Stories About Famous Precious Stones. Adela E. Orpen
Having brought the diamond to Europe we no longer deal vaguely, but are instantly face to face with an exact date.
"We learn from Amsterdam that Prince Orloff made but one day's stay in that city where he bought a very large brilliant for the Empress his sovereign, for which he paid to a Persian merchant the sum of 1,400,000 florins Dutch money."
So says a gossipy letter dated January 2, 1776; and as further we are informed of the value of the "florins Dutch money" in English pennies, we learn that the price paid to the "complete old scoundrel" of a Khojeh Raphael was one hundred thousand pounds ($500,000).
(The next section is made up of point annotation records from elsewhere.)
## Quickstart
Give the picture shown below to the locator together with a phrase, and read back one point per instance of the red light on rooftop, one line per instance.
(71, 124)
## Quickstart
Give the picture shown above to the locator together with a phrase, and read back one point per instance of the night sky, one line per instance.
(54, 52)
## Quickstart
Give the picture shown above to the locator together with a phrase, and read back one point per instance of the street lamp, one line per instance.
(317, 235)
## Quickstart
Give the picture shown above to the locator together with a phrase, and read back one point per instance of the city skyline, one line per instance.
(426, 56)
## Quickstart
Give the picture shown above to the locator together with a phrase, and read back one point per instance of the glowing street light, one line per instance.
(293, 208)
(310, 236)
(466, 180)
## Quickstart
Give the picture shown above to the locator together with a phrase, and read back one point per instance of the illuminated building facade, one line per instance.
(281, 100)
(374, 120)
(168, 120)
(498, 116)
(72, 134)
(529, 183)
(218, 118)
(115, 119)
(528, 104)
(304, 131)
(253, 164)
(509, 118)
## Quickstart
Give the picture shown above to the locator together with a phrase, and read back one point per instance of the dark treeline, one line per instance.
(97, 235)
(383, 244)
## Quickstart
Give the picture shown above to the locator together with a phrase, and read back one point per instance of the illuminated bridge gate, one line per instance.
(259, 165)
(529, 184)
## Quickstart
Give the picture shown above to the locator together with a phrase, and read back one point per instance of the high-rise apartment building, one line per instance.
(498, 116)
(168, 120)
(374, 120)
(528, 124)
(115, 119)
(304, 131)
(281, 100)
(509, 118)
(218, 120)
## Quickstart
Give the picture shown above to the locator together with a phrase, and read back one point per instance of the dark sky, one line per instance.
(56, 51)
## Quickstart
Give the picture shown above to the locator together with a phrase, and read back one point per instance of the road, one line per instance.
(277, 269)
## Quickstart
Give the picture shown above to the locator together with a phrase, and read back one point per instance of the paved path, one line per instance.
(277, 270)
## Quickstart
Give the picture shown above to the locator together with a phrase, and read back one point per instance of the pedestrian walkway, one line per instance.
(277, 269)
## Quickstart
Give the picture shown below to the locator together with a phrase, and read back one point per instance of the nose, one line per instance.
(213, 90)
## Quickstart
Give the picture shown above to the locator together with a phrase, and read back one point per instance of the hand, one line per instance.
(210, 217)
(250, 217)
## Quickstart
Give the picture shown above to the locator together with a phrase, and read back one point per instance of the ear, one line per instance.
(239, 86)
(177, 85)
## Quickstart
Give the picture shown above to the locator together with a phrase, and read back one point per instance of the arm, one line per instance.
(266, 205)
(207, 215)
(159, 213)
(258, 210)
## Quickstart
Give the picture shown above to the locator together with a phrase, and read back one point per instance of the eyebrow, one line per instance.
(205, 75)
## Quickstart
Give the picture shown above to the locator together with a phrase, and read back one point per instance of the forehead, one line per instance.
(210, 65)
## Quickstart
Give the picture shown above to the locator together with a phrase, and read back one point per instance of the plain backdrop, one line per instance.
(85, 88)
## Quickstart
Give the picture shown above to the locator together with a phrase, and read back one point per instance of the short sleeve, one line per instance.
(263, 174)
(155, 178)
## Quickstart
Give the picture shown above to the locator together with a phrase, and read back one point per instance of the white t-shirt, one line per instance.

The Prince Orloff mentioned in the letter is no other than Gregory, the favorite of Catharine II., a man of such singular fortunes that a few words may well be spared to him.
Orloff's grandfather first came into notice in an extraordinary manner. In 1698, when Peter the Great barely escaped assassination at the hands of his body-guard, the renowned Strelitz, he resolved to destroy the corps altogether. This he performed effectually by cutting off their heads by scores and hundreds. The Czar aided in this bloody work with his own hand and decapitated many of his mutinous soldiers on a big log of wood. One young fellow, Jan nicknamed Orell (eagle), annoyed at finding the severed head of a comrade exactly in the spot where he had decided to lay his own neck, kicked it aside with the remark, "If this is my place I want more room." The Czar, delighted with the congenial brutality of the observation, pardoned the soldier and gave him a post in his new regiment of guards.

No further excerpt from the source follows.